This repo aims to be a portfolio of my work during the Machine Learning
nanodegree of Udacity. I am very glad that I have enrolled in this project as I
got to explore the fundamentals in all areas of machine learning: supervised,
unsupervised, reinforcement, and deep learning fundamentals.
The assignments really prepare you for the work environment in this field. They
were challenging, but overall, they made me a better researcher. Here is a brief
description of the projects that you can find in this repository:
For this project, I've built a machine learning algorithm to predict the best selling price of a house in Boston. The dataset for this project originates from the UCI Machine Learning Repository. The Boston housing data was collected in 1978 and each of the 506 entries represent aggregated data about 14 features for homes from various suburbs in Boston, Massachusetts. The final implementation required to train a model using the decision tree algorithm. To ensure that I am using an optimal model, I've trained the model using the grid search technique to optimize the 'max_depth' parameter for the decision tree.

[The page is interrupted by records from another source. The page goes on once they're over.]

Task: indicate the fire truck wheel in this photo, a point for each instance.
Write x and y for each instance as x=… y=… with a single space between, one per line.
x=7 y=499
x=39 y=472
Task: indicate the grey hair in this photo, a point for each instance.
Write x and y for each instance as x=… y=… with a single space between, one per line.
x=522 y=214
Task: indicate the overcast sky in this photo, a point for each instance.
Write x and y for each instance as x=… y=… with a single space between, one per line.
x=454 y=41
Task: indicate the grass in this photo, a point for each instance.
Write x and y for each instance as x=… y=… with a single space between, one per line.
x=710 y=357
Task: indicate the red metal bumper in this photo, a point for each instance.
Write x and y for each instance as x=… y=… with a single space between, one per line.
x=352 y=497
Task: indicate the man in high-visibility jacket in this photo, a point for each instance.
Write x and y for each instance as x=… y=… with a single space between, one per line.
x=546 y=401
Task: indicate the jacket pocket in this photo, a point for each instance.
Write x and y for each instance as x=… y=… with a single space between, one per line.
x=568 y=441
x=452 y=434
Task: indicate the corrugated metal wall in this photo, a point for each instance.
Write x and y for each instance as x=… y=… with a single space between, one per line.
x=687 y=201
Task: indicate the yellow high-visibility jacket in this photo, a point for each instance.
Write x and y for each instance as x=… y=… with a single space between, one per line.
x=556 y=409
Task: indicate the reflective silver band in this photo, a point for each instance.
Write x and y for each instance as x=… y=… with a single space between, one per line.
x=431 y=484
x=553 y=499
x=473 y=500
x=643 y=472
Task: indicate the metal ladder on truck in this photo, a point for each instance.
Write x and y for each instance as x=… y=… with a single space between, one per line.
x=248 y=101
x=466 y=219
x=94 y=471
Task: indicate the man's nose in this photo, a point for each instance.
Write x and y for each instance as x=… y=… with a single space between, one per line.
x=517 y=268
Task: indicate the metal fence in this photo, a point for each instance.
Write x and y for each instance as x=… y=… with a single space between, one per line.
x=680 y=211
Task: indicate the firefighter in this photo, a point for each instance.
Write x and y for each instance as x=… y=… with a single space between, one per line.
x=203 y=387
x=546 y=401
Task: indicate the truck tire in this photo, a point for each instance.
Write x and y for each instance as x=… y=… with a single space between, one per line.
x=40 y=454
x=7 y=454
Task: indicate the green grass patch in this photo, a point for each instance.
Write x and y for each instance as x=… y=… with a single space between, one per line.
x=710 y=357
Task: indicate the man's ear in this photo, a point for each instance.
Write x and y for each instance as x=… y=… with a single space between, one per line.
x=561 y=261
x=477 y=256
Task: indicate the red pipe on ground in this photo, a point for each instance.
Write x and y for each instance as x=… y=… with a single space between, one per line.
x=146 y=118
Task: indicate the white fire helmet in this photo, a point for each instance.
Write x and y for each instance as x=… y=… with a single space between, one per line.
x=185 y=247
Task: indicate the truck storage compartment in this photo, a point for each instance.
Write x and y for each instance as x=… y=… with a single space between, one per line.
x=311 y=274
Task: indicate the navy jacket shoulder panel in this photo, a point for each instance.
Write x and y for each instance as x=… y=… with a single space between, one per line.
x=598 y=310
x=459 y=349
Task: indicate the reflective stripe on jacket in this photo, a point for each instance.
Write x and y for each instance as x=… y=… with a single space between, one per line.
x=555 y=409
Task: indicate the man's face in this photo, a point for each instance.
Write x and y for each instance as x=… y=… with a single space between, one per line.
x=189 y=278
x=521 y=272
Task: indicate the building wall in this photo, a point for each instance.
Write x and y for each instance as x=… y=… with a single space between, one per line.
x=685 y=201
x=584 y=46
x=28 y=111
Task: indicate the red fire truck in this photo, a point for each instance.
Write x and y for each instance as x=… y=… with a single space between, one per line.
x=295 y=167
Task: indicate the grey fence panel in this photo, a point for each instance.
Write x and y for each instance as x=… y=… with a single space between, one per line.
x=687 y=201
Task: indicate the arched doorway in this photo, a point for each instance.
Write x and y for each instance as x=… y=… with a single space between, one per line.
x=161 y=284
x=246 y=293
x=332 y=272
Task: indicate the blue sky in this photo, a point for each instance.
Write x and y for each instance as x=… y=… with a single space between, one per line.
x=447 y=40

The objective of this project was to help CharityML, a fictitious charity organization, to build an algorithm to best identify potential donors and reduce overhead cost of sending mail. My task was to evaluate and optimize several different supervised learners to determine which algorithm will provide the highest donation yield while also reducing the total number of letters being sent.
In this project I have implemented unsupervised learning techniques on product spending data collected for customers of a wholesale distributor in Lisbon, Portugal to identify customer segments hidden in the data.
The goal of this project was to construct an optimized Q-Learning driving agent that can navigate a Smartcab through its environment towards a goal: drive passengers from one location to another. The driving agent was evaluated on two important metrics: safety and reliability.
For this project I have designed and implemented a deep learning model that learns to recognize sequences of digits, using the Street View House Numbers (SVHN) dataset.
For my capstone project, I've decided to work on diabetic retinopathy detection using deep learning. This project was based on the data provided by a competition held on Kaggle. My final model used a convolutional neural network and data augmentation techniques in order to improve the precision of the model.